Re: John, Arnold? Re: Amendment to property tracking
Baker, Jürgen, Dominique, P1788
On 5 Jun 2011, at 21:51, Ralph Baker Kearfott wrote:
> John, Arnold,
> Please give your opinions...
> On 06/03/2011 09:58 AM, Nate Hayes wrote:
>>
>> It is also important to remember that both FTIA and FTDIA are theories.
>> As such, all they do is make *predictions* about the result of an
>> interval expression. Neither actually *compute* anything. So even though
>> they are necessary, they are not enough for a standard.
>>
>> For FTIA, this is why P1788 passed Motion 5, which provides interval
>> arithmetic operations to compute range enclosures consistent with FTIA.
>>
>> For FTDIA, this is why P1788 should pass Motion 25, which provides the
>> necessary operations to compute decorations consistent with FTDIA.
>> ...
>> Dominique Lohez wrote:
>> Jürgen Wolff von Gudenberg a écrit :
>>>> I would like to raise the question:
>>>> "Do we really need an FTDIA ?"
>>>> or is an FTIA sufficient?
>>> Yes, we need FTDIA The meaning of the theorem is to fulfill the precept
>>> Thou shalt not lie
>>> For the interval width , this leads to FTIA
>>> For decorations this leads yo FTDIA
>>> IMHO Interval arithmetic and Decoration Calculations must not be dealt
>>> with separately.
This is how I look at it, though no doubt only a partial view.

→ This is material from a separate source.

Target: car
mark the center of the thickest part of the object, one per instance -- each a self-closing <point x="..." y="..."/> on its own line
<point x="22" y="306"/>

Initially we thought of decorations as separate pieces of information that "tag along" while evaluating a function and are sort of subsidiary to the computed yy=f(xx) which, the FTIA says, encloses Range(f,xx).
It was Arnold's insight (and I think Nate was thinking on similar lines) to consider various combinations of the D+, D- and C bits as forming useful predicates p_d(f,xx) about pairs (function f, box xx). As a predicate can be regarded as "the set of things for which it is true", one could think of p_saf, p_def, etc. as being sets saf, def, etc.
If we can prove a given (f,xx) is in the set "saf", that is a smaller set and tells us more than if we can only prove it is in "def" or "con"; just as the smaller yy we can find, the more it tells us about Range(f,xx).
So, regarding decorated evaluation as a "joint enclosure", componentwise:
(computed range, computed decoration) \supseteq (true range, true decoration)
of f over xx, seemed sort of neat. That's what the FTDIA is.
Jürgen asks "Do we really need an FTDIA ?" Well, we need a decoration system in addition to the FTIA. Dominique is right that the 2 parts "must not be dealt with separately"; indeed CANNOT be dealt with separately.
But
- We don't HAVE to formulate it in the form of a FTDIA.
- There may yet be some flaw in the theory that makes such a formulation so messy that it doesn't help prospective users to understand the concepts.
- Or P1788, on studying a "final" FTDIA formulation, may just say "No thanks", and vote to go back to the original D+, D- and C bits.
Personally I continue to like the hierarchy of saf, def, etc. and the "joint enclosure" viewpoint, but some work is still needed to verify that it really can be made both tidy and watertight.